Mostra traz Pelé no chuveiro e desnuda sua alma numa época em que ser célebre significava ter talento!


“A Construção de um Rei” desvenda o processo de elaboração de uma celebridade em período anterior à atual banalização midiática

Havia um tempo em que mulheres-fruta seriam, no máximo, personagens da Hanna-Barbera e que, para ser celebridade, era precisão fazer, digamos… algo célebre. Era necessário ter um talento fora do comum ou beleza estonteante, daquelas que põe a nocaute todo mundo à sua volta. Não se cogitava adquirir estrelato por osmose, apenas por estar saindo com alguém conhecido da mídia – tipo o atleta do século –, para depois virar apresentadora de programa infantil. Bom, isso até acontecia vez por outra, mas era bem menos. Era tempo em que ter desfrutado da companhia de um presidente da República em evento público, envergando modelito embalado a vácuo com a calcinha à mostra, dava, no máximo, meia hora de fama na imprensa marrom. E, óbvio, ainda não era possível encontrar nas prateleiras dos supermercados pencas de wannabes anabolizados recémeliminados de reality shows porque, simplesmente, nem existia ainda esse tipo de papa-audiência.

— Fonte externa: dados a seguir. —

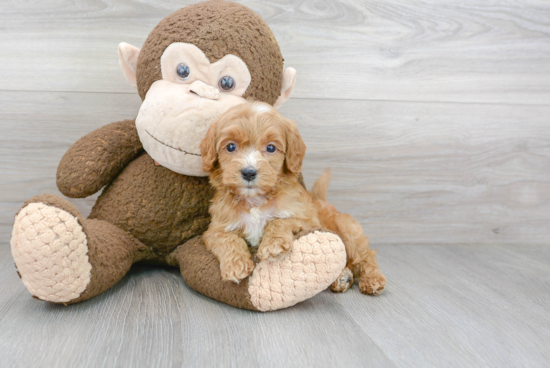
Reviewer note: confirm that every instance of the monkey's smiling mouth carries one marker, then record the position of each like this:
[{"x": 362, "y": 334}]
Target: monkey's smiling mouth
[{"x": 175, "y": 148}]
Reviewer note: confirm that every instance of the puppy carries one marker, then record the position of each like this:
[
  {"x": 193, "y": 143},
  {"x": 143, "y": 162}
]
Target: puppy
[{"x": 254, "y": 156}]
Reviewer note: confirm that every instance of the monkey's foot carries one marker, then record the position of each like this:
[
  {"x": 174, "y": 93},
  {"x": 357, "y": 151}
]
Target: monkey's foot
[
  {"x": 314, "y": 261},
  {"x": 50, "y": 251},
  {"x": 372, "y": 282},
  {"x": 343, "y": 282}
]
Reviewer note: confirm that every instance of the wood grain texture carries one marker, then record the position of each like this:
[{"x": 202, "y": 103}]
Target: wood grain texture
[
  {"x": 350, "y": 49},
  {"x": 434, "y": 118}
]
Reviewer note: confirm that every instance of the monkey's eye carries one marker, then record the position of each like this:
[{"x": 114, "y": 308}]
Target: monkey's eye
[
  {"x": 226, "y": 83},
  {"x": 231, "y": 147},
  {"x": 183, "y": 71}
]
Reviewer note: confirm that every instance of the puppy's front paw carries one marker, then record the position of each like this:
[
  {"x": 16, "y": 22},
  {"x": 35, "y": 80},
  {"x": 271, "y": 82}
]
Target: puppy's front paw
[
  {"x": 343, "y": 282},
  {"x": 372, "y": 283},
  {"x": 273, "y": 248},
  {"x": 237, "y": 268}
]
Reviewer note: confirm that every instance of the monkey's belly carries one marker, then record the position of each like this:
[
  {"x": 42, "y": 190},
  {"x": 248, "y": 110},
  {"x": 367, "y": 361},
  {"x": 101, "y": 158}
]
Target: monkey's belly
[{"x": 161, "y": 208}]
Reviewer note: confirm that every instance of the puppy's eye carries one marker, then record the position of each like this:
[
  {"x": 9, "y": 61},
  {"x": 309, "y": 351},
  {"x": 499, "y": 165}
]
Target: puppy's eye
[
  {"x": 231, "y": 147},
  {"x": 226, "y": 83},
  {"x": 183, "y": 71}
]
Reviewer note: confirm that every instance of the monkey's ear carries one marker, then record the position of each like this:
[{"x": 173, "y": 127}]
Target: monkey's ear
[
  {"x": 289, "y": 79},
  {"x": 127, "y": 58},
  {"x": 208, "y": 148}
]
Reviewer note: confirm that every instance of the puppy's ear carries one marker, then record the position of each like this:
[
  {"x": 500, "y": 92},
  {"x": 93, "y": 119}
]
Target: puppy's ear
[
  {"x": 295, "y": 148},
  {"x": 208, "y": 148}
]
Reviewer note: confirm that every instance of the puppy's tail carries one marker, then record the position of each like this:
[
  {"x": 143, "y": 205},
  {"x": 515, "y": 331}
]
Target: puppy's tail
[{"x": 320, "y": 188}]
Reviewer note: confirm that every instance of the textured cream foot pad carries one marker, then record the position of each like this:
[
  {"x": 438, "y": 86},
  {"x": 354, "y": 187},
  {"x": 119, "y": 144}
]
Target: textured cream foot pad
[
  {"x": 314, "y": 262},
  {"x": 51, "y": 253}
]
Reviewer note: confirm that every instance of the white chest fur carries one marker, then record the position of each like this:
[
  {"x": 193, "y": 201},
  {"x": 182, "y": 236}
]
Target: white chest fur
[{"x": 254, "y": 221}]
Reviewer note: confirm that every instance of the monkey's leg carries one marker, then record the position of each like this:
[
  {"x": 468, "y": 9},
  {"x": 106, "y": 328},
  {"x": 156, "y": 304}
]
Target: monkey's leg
[
  {"x": 314, "y": 261},
  {"x": 63, "y": 258}
]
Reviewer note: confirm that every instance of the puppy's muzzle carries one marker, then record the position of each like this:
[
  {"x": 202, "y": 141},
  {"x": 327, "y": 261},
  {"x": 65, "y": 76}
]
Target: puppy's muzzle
[{"x": 249, "y": 173}]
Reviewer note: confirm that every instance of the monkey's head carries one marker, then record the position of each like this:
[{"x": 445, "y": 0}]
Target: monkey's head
[{"x": 197, "y": 63}]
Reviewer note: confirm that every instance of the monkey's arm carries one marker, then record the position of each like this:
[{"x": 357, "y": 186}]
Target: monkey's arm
[{"x": 97, "y": 158}]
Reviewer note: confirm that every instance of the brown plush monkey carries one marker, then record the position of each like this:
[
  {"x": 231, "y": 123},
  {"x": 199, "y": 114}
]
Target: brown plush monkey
[{"x": 195, "y": 64}]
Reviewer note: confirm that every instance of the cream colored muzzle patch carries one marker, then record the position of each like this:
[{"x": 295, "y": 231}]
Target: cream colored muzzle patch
[
  {"x": 313, "y": 263},
  {"x": 51, "y": 254}
]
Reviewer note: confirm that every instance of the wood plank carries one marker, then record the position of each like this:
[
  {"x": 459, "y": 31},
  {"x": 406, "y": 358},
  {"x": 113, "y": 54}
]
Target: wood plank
[
  {"x": 353, "y": 49},
  {"x": 445, "y": 306},
  {"x": 460, "y": 306},
  {"x": 152, "y": 319},
  {"x": 411, "y": 173}
]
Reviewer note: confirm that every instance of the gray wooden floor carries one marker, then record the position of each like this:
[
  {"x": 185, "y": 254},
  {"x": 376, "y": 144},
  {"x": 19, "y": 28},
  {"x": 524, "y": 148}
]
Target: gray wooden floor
[{"x": 436, "y": 122}]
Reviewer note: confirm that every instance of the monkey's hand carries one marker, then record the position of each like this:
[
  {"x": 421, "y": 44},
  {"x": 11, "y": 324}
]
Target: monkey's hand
[{"x": 97, "y": 158}]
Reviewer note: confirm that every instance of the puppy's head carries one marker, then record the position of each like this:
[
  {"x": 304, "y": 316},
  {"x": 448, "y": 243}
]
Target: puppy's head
[{"x": 250, "y": 148}]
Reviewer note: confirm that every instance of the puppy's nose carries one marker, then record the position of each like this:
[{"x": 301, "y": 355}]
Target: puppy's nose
[{"x": 249, "y": 173}]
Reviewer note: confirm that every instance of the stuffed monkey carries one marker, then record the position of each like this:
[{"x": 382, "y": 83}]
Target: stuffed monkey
[{"x": 195, "y": 64}]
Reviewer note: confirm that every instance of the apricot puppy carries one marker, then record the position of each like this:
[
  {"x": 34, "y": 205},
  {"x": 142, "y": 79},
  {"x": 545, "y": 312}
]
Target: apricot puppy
[{"x": 254, "y": 156}]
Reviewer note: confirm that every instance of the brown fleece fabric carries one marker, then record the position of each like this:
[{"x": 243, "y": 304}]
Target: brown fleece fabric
[
  {"x": 111, "y": 252},
  {"x": 218, "y": 28},
  {"x": 201, "y": 271},
  {"x": 161, "y": 208},
  {"x": 148, "y": 212},
  {"x": 95, "y": 159}
]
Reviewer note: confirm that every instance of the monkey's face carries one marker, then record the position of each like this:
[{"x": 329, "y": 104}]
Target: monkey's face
[
  {"x": 198, "y": 62},
  {"x": 179, "y": 108}
]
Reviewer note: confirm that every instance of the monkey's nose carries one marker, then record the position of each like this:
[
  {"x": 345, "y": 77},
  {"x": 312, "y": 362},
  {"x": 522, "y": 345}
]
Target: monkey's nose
[
  {"x": 249, "y": 173},
  {"x": 204, "y": 90}
]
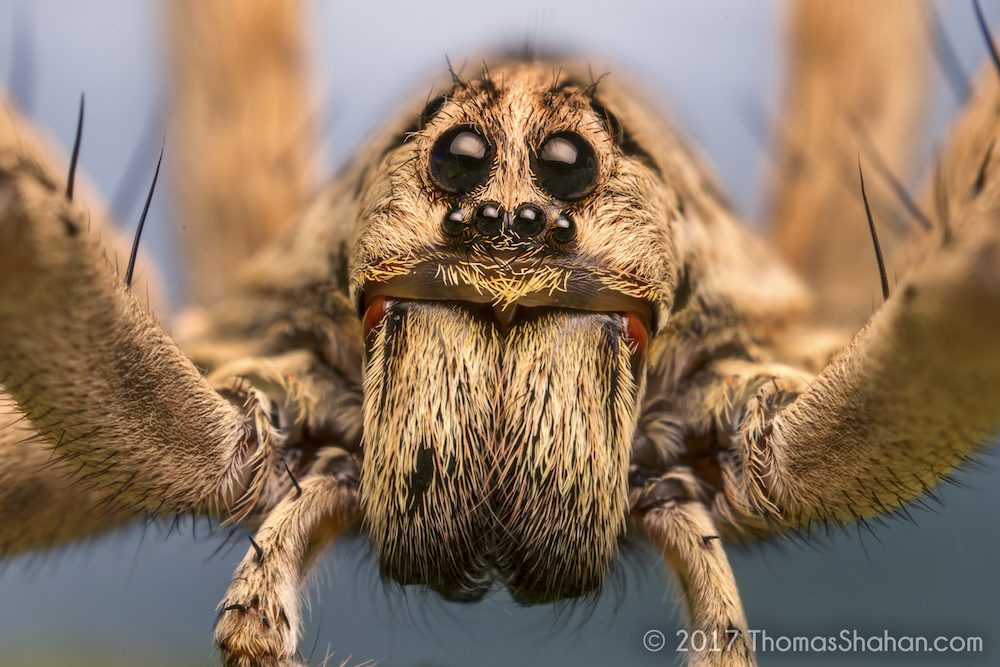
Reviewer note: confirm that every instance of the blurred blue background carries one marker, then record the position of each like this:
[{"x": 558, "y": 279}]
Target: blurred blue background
[{"x": 141, "y": 597}]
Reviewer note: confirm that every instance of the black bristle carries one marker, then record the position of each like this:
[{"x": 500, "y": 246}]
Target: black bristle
[
  {"x": 871, "y": 226},
  {"x": 76, "y": 152},
  {"x": 886, "y": 173},
  {"x": 295, "y": 483},
  {"x": 257, "y": 548},
  {"x": 142, "y": 221}
]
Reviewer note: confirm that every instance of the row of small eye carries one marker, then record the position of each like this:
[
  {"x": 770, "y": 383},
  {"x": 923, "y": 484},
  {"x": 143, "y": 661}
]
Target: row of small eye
[{"x": 565, "y": 166}]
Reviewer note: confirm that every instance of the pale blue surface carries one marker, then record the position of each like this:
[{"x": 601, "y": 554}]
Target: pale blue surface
[{"x": 709, "y": 61}]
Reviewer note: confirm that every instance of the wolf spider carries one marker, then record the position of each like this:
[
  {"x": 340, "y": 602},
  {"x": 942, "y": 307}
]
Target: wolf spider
[{"x": 705, "y": 441}]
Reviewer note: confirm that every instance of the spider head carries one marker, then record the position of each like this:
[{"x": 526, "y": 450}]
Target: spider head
[{"x": 514, "y": 256}]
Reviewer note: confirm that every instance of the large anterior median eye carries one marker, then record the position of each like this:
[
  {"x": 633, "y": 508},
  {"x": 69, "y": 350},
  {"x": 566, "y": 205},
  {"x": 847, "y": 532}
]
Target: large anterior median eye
[
  {"x": 565, "y": 166},
  {"x": 461, "y": 160}
]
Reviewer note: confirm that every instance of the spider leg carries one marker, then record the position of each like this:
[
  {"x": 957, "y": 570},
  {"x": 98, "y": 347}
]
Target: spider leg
[
  {"x": 91, "y": 369},
  {"x": 43, "y": 501},
  {"x": 259, "y": 620},
  {"x": 684, "y": 530},
  {"x": 916, "y": 391}
]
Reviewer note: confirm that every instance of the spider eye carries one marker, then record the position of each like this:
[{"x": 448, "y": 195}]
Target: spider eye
[
  {"x": 566, "y": 166},
  {"x": 461, "y": 160}
]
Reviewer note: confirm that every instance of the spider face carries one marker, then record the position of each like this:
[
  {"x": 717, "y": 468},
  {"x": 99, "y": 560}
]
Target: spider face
[{"x": 509, "y": 217}]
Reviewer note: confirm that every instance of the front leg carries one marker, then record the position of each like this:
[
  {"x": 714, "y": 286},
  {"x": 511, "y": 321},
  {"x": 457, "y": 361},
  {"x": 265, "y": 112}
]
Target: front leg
[{"x": 260, "y": 622}]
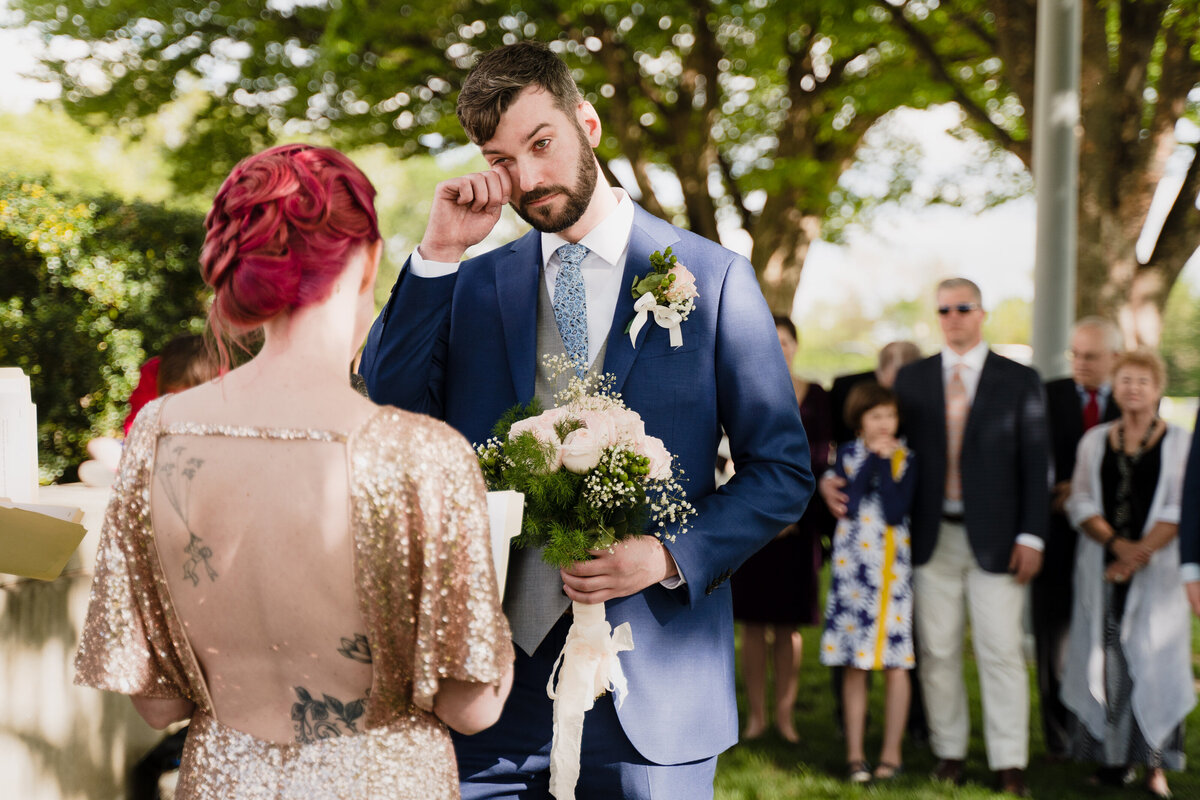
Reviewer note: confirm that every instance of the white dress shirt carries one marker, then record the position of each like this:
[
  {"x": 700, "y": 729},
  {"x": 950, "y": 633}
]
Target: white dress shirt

Havia, no máximo, concorrentes a quiz shows em programas de auditório, como aquela noiva da Pavuna, no Rio, que queria amealhar uns trocados para fazer o enxoval, nos anos 1960, e acabou sendo catapultada para a fama momentânea por conta de seu genuíno desejo. Ela não virou celebridade por mais que 15 minutos, não posou para a Playboy, nem encheu a burra cobrando presença vip em festas e primeiras filas de desfiles. Deve ter casado, tido filhos, engordado. Não, nessa época ninguém galgava os degraus da fama por ter sido perseguida por universitários em ponto de bala ao usar tubinho vermelho menor que um bustiê. Ninguém desse calibre freqüentava o sofá da Hebe, quiçá o de Marisa Urban. Nem haviam surgido ainda tais panicats que são manequim 44, mas alegam vestir 36 só porque são amigas da helanca ou de algum outro fio sintético com elastano.

Já nos anos 1970, surgiu o velhinho conaisseur de formigas, Mario Autuori, que sabia tudo sobre saúvas e concorria ao prêmio máximo em um programa de perguntas na TV Globo, “8 ou 800?” (1976), apresentado por Paulo Gracindo, com uma Sílvia Bandeira – ainda Falkenburg – entregando troféus. Essa sim, elevada à estrela e se tornando famosa. Mas quem não ficaria famoso ao lado do Paulo Gracindo, não é mesmo? O especialista em insetos concorria com Clodovil, que se tornou conhecido do grande público nesse mesmo dominical, respondendo tudo sobre a rainha de Araxá, Dona Beja, autêntica personagem de um período da história em que a Corte afundava na lama mais no sentido literal do que naquele que envolve os atuais episódios rocambolescos de Brasília. Clodovil até já era famoso em certas rodas, mas foi aí que ganhou o estrelato, com sua empatia no programa lhe valendo quadro no matinal “TV Mulher”, atração mulherzinha da Rede Globo, típica daquele momento de emancipação feminina, mesma época em que “As Panteras”, “Police Woman” e “Mulher Maravilha” eram os enlatados de sucesso na televisão e Betty Faria exibia as pernocas nos musicais da emissora. Aliás, Marília Gabriela se tornou Marília Gabriela apresentando esse mesmo matutino onde Clodô dava expediente, ofuscando outras jornalistas que faziam sucesso na casa até o advento desta atração, como Márcia Mendes e Marisa Raja Gabaglia. Mais isso é caso para outro artigo.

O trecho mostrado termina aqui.